J Thorac Oncol. 2011 Apr;6(4):751-6. doi: 10.1097/JTO.0b013e31821038ab.
Pathological noninvasiveness needs to be precisely predicted in preoperative radiological examinations of patients with early lung cancer for the application of limited surgery.
Patients with clinical T1N0M0 peripheral lung cancer were recruited. Radiological findings of the main tumor were evaluated as to ground-glass opacity with thin-section computed tomography. The primary end point was specificity, i.e., the proportion of patients with radiologically diagnosed invasive lung cancer to patients with pathologically diagnosed invasive lung cancer. The precision-based planned sample size was 450. We expected that the lower limit of the 95% confidence interval (CI) for specificity should be satisfied in ≥97% of patients.
We enrolled 811 patients from 31 institutions between December 2002 and May 2004. The primary end point was evaluated in 545 patients. The specificity and sensitivity for the diagnosis of pathologically diagnosed invasive cancer were 96.4% (161/167, 95% CI: 92.3-98.7%) and 30.4% (115/378, 95% CI: 25.8-35.3%), respectively, i.e., a negative result. Nevertheless, the specificity for lung adenocarcinoma ≤2.0 cm with ≤0.25 consolidation to the maximum tumor diameter was 98.7% (95% CI: 93.2-100.0%), and this criterion could be used to radiologically define early adenocarcinoma of the lung.
Although our predetermined criterion for specificity was not statistically confirmed, radiological diagnosis of noninvasive lung cancer with a thin-section computed tomography scan corresponded well with pathological invasiveness. Radiological noninvasive peripheral lung adenocarcinoma could be defined as an adenocarcinoma ≤2.0 cm with ≤0.25 consolidation.

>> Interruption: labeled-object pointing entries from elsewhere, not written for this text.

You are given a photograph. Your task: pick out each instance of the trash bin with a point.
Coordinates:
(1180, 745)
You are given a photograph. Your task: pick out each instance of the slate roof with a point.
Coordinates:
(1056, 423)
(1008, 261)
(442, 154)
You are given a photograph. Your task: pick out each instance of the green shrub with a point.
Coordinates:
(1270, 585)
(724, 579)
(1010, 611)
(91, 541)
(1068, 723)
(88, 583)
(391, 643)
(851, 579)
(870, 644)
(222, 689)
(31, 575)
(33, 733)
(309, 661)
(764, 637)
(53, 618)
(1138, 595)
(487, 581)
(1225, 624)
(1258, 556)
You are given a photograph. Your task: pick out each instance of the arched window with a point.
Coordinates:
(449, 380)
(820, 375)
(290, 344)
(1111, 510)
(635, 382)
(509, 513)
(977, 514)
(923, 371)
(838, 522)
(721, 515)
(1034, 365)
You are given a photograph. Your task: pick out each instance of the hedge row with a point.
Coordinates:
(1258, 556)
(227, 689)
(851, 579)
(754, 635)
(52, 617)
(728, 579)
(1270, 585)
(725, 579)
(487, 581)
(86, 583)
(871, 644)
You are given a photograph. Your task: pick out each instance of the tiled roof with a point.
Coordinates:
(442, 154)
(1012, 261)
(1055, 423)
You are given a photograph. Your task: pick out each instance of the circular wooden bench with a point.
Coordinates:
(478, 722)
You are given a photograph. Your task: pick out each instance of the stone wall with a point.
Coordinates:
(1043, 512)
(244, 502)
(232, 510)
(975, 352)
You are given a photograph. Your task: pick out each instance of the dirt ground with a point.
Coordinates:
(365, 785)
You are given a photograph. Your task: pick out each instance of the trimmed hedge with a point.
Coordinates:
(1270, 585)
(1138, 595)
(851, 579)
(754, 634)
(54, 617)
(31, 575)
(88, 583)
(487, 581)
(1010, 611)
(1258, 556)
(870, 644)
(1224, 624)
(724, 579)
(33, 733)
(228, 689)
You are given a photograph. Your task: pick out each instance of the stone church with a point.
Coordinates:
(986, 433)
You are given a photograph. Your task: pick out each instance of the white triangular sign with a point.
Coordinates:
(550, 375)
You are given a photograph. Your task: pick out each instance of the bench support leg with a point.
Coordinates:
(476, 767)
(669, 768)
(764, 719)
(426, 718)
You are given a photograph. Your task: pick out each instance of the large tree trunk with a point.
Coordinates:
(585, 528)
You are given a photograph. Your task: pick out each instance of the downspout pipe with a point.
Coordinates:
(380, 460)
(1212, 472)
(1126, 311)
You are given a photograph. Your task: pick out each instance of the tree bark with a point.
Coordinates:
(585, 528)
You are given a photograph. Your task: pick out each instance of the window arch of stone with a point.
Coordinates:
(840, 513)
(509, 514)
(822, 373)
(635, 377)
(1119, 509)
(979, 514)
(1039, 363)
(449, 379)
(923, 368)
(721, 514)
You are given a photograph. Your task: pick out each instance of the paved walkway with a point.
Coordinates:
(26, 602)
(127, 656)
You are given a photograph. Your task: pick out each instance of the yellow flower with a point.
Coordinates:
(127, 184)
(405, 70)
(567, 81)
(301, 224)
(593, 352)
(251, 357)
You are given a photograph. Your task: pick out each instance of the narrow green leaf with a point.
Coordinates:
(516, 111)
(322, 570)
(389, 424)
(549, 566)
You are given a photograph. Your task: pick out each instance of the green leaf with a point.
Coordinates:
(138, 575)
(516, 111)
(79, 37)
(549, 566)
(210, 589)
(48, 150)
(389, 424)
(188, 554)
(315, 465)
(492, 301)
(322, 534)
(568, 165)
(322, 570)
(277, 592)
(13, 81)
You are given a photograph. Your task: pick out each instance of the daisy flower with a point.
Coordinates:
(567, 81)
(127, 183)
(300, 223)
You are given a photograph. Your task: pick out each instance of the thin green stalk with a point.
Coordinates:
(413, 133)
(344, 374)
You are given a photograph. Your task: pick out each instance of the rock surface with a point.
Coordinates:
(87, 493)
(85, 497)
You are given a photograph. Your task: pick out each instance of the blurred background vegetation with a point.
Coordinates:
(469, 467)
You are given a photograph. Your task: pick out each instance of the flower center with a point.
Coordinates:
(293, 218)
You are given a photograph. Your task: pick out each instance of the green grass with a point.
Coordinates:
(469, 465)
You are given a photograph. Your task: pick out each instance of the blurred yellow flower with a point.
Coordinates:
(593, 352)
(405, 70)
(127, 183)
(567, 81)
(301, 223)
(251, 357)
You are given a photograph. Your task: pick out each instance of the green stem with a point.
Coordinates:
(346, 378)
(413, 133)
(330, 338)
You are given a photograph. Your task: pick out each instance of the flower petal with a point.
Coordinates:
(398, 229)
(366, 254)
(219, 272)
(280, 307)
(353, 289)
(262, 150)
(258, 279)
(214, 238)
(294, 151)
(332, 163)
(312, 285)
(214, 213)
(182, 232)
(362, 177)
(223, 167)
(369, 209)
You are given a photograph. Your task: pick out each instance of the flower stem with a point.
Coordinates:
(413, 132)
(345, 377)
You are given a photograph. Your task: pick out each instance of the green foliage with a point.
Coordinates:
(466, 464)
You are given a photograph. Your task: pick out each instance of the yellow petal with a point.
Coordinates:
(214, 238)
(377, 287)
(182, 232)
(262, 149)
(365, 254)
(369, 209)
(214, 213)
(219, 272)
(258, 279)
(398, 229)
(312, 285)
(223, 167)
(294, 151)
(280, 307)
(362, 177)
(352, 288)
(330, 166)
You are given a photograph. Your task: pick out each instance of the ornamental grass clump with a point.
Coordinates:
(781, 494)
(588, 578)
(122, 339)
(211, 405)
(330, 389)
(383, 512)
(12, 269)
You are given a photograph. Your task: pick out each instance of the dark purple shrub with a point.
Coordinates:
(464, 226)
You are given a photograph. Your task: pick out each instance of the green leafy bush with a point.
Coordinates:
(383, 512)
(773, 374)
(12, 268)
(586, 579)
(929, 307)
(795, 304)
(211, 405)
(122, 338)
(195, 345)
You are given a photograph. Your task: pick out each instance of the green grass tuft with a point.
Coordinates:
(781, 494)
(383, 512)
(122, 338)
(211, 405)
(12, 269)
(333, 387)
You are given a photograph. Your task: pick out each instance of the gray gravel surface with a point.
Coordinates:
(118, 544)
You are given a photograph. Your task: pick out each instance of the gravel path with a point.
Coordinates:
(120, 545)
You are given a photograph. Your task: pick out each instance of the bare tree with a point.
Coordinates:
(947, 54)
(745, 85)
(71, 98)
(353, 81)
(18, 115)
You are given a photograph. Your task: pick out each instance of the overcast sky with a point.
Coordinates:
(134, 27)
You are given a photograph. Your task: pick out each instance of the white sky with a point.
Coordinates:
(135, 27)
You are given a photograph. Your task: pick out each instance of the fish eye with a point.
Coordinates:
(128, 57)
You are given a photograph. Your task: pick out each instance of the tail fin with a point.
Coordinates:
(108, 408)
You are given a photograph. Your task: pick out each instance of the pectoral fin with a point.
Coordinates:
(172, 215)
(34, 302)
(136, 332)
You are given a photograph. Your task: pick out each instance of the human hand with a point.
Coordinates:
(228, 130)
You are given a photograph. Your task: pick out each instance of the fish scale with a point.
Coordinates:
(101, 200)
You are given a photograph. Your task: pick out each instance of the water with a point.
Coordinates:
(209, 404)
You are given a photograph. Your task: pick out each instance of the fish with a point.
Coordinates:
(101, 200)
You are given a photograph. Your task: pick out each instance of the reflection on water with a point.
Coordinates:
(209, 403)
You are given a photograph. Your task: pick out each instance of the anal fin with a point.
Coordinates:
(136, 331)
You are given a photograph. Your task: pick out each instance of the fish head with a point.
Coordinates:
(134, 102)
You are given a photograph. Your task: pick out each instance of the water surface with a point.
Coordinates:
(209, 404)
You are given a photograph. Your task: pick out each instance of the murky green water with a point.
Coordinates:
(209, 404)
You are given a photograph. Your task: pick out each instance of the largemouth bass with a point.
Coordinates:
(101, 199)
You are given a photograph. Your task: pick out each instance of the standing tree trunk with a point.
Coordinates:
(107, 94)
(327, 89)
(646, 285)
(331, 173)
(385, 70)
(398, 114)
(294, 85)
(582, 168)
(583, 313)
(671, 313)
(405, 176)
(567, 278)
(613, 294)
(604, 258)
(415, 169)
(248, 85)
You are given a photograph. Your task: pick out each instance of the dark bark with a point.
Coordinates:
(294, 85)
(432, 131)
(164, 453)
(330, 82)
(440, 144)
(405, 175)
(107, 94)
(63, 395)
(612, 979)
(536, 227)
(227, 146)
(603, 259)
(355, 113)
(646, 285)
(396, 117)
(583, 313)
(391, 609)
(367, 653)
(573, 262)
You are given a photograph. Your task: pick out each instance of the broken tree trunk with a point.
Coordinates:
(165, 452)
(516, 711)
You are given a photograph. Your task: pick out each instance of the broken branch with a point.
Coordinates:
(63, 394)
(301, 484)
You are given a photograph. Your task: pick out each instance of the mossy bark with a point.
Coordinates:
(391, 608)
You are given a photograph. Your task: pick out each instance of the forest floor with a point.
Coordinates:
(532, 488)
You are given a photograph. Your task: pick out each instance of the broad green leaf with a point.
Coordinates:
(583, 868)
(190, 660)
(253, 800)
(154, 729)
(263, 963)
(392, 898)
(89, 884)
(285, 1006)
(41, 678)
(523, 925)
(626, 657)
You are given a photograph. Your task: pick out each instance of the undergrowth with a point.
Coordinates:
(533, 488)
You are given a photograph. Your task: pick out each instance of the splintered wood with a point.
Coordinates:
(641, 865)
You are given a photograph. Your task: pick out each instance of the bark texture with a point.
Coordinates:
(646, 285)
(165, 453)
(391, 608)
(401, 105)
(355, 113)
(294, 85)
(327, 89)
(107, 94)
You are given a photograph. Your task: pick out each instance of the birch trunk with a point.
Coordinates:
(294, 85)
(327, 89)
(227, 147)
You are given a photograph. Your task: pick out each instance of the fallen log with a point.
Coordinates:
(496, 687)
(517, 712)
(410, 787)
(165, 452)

在早期肺癌患者的术前放射学检查中,需要精确预测病理性非侵袭性,以便应用局限性手术。
招募临床 T1N0M0 周围型肺癌患者。对主要肿瘤的影像学表现进行评估,包括薄层 CT 上的磨玻璃样混浊。主要终点为特异性,即影像学诊断为浸润性肺癌的患者比例与病理诊断为浸润性肺癌的患者比例。基于精度的计划样本量为 450。我们预计特异性的 95%置信区间(CI)下限应在≥97%的患者中得到满足。
我们于 2002 年 12 月至 2004 年 5 月在 31 个机构招募了 811 例患者。545 例患者评估了主要终点。病理诊断为浸润性癌的诊断特异性和敏感性分别为 96.4%(161/167,95%CI:92.3-98.7%)和 30.4%(115/378,95%CI:25.8-35.3%),即阴性结果。然而,直径≤2.0cm 且最大肿瘤直径中实性成分≤0.25cm 的肺腺癌的特异性为 98.7%(95%CI:93.2-100.0%),该标准可用于影像学定义早期肺腺癌。
尽管我们特异性的预定标准未得到统计学证实,但薄层 CT 扫描的影像学诊断非侵袭性肺癌与病理侵袭性之间具有很好的一致性。影像学非侵袭性周围型肺腺癌可定义为直径≤2.0cm 且最大肿瘤直径中实性成分≤0.25cm 的腺癌。